Michele Sardone

altSe ogni favola ha in sé una prova da superare, She’s funny that way di Bogdanovich la pone all’inizio chiedendo di fingere di credere in se stessa; superata questa condizione preliminare, ci si lascia prendere dal gioco di classici meccanismi cinematografici, che trovano nella coincidenza il dispositivo capace di far funzionare tutto il congegno filmico a meraviglia, sempre più freneticamente, fino a dare l'impressione di farlo girare a vuoto.

La protagonista e narratrice, Isabella, difatti inventa un mondo in cui tutto combacia e si incastra alla perfezione, in un incanto continuo, affascinante per la sua esatta meccanicità, secondo il quale ogni personaggio diviene ingranaggio che incastra il proprio movimento in armonia con quelli degli altri comprimari. Ognuno di essi è condotto dalla propria natura fantastica a confluire negli stessi luoghi, che diventano topos: camere d’albergo, il ristorante, lo studio della psicoanalista, il palcoscenico di Broadway, che insieme tracciano un microcosmo affollatissimo e al tempo stesso quasi spopolato, come se New York fosse stata improvvisamente ridotta in scala, piccolissima, e a pochi ambienti, nei quali vagano, incontrandosi, solo alcuni sopravvissuti.

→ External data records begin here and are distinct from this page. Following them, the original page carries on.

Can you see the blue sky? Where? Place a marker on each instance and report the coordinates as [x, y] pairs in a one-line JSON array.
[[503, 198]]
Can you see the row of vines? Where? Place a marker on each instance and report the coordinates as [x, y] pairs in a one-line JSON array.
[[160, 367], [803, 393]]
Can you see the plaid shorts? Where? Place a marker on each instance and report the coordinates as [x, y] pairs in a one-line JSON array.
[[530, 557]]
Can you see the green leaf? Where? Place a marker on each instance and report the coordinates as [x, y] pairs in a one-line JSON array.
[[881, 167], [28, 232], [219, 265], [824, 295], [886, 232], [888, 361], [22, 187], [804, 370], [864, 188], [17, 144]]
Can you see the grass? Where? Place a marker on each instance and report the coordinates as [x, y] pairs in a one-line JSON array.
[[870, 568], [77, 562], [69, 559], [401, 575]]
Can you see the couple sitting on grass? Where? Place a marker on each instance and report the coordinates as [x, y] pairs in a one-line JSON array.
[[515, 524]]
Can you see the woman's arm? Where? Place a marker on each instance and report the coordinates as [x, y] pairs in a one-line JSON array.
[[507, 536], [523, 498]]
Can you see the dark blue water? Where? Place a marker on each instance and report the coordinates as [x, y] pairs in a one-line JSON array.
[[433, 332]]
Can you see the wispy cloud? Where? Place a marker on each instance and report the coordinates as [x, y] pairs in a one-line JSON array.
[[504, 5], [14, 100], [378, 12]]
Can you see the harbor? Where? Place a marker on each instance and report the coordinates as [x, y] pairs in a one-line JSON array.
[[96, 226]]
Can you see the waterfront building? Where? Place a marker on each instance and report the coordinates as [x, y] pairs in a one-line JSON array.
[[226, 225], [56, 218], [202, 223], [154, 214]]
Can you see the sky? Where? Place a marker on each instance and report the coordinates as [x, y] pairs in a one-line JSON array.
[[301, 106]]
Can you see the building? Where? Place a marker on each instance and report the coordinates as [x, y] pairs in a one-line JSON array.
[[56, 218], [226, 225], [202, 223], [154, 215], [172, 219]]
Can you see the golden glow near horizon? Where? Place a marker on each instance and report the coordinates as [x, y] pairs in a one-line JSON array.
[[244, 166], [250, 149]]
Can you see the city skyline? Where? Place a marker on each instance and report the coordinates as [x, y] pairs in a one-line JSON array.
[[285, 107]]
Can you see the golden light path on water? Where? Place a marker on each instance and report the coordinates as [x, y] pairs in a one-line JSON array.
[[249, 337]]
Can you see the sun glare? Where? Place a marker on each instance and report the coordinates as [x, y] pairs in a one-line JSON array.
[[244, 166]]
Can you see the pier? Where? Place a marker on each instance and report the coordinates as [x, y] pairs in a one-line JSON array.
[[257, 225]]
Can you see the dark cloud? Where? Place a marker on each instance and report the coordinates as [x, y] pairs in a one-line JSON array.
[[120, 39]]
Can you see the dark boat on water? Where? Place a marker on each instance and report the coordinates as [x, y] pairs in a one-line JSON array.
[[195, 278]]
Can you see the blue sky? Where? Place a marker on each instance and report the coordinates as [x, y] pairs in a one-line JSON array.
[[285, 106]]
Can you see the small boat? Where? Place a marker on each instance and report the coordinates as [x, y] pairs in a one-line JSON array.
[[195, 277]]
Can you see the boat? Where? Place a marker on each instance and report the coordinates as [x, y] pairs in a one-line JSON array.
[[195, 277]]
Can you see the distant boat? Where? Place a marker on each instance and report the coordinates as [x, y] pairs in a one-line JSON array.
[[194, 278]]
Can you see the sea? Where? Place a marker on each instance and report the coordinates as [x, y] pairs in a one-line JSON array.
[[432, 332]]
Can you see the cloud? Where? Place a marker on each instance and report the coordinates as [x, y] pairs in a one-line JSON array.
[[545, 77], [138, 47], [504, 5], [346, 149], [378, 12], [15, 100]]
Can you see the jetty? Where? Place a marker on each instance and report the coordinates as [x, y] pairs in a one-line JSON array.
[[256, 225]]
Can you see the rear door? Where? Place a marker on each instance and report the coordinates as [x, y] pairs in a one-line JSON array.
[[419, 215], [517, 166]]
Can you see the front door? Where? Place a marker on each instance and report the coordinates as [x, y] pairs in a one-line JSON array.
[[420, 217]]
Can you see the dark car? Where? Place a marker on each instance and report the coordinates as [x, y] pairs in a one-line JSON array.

Ciascuno di questi spazi diviene scena in cui mettere in atto la propria storia, in un organico e ordinatissimo caos, che viene percepito come una banale confusione solo se visto dall’interno, dove non è possibile avere una visione complessiva della trama. In questo modo ogni personaggio non può che ricadere nei soliti errori, ossessioni, inganni, tradimenti, non può cioè che agire in quella che, sotto la lente dell’esperienza quotidiana appare come la maniera più sbagliata possibile, ma che è esattamente il modo giusto per far sì che l’impianto narrativo regga. Nel salto da un punto di vista interno a uno esterno, cioè nel cambio di prospettiva da personaggio a narratore (che pare coincidere con quello dello spettatore), da un mondo ridotto in scala a una visione generale della trama, sta l’effetto magico del film: noi che vediamo tutto possiamo sapere tutto, ogni dramma inscenato ci appare un piccolo equivoco, crediamo sul serio di poter anticipare ogni tranello del destino e di poterne forse indirizzare il corso.
Ma una volta che quasi ci si dimentica di aver finto di credere nella favola, ecco che appare il deus ex machina a ricordarci di aver vissuto una fantastica illusione.